So today, I called up the PNTA to ask them about a million billion questions.  The person I spoke with was the freaking bomb, and a wealth of knowledge (Former PNT AND PCT thru-hiker!).  Our 30 minute conversation was enlightening, and it not only strengthened my desire to incorporate some of the PNT into my thru hike; I even flipped my itinerary completely!

Instead of starting out from the shores of Puget Sound, I was instructed to depart from Oroville, just outside the eastern boundary of the Pasayten Wilderness.  After about 160 miles Westbound on the PNT, I would connect with the PCT at Castle Pass, just shy of 10 miles south of the Canadian Border!  I was told that the scenery in these 160 miles is the best the Pacific Northwest Trail has to offer, and can hold it’s own against even the most picturesque miles of the PCT.

However, this section will not be without its own challenges.   I will be avoiding the more treacherous passes on the PCT for another few weeks, but there will still be plenty of snow to navigate.  Map and compass, and some GPS for backup, will be necessary to find my way.  There will be lots of blow downs.  Resupply will be, um, difficult.

WAIT, IT’S 160 MILES WITHOUT A DAMN ROAD!?

Sign me up!

I need to do some more research at this point, but it seems very likely that my first opportunity for resupply after starting at Oroville would be Ross Lake.  That would mean continuing on the PNT past it’s junction with the PCT, pick up a resupply package, then hike back to the PCT to start my thru hike.  That’s gonna be, like, two freaking weeks!  Well, I’m sure I’ll figure something out…

Though this plan still obviously needs refinement, I feel like it will be a manageable way to delay my thru hike to a safe-er start date, plus be an amazing addition to my whole trip.  The downside to delaying my PCT start is the pressure to hike fast fast fast to avoid exposure to early shit snow storms in the Sierra Nevada.  I feel confident I could hike fast enough, but I would prefer to do more relaxed mileage and spend a bit more time on trail.  But, hey, these are the times we live in.

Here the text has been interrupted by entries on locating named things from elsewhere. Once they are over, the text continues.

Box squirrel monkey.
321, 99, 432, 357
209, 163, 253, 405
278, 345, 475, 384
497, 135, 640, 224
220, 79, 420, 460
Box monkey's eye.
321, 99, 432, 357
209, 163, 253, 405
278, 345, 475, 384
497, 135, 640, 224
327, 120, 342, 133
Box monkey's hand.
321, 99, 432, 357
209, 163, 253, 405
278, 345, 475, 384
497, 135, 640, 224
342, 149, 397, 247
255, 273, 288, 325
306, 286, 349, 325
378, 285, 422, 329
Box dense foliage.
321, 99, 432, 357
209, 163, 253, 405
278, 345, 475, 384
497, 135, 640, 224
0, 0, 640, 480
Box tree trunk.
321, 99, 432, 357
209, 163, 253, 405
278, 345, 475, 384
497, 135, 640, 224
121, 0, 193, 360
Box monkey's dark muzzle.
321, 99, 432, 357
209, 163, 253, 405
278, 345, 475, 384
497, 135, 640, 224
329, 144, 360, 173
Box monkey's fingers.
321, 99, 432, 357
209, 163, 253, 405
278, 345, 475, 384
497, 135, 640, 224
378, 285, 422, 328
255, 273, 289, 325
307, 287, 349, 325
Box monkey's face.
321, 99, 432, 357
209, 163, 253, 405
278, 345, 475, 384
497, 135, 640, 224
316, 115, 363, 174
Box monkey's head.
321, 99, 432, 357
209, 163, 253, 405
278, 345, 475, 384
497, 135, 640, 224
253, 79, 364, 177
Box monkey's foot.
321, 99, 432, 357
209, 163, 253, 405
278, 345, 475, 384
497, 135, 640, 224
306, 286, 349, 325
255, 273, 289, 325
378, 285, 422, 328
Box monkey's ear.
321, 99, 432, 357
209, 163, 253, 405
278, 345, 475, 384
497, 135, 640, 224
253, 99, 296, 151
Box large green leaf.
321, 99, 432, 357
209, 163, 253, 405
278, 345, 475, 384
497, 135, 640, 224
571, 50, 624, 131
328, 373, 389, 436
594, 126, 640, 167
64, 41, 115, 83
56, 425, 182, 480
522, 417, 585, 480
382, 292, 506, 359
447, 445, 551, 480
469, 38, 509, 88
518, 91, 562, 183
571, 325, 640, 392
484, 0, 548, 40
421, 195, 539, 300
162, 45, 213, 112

A general thought on thru hiking “plans”

DON’T GET ATTACHED TO THEM.  They will change.  You will be glad they changed.  You will want them to change!  This was another lesson I took from my AT thru.  It is important not only to be flexible, but to embrace any changes to your plans brought on by your changing circumstances.

I’m still planning to start walking on June 17th.  I’m still planning to walk from the Canadian Border to the Mexican Border.  I’m still planning to have some fun along the way (at least a little bit).  Let’s all cross our fingers for a warm spring, now!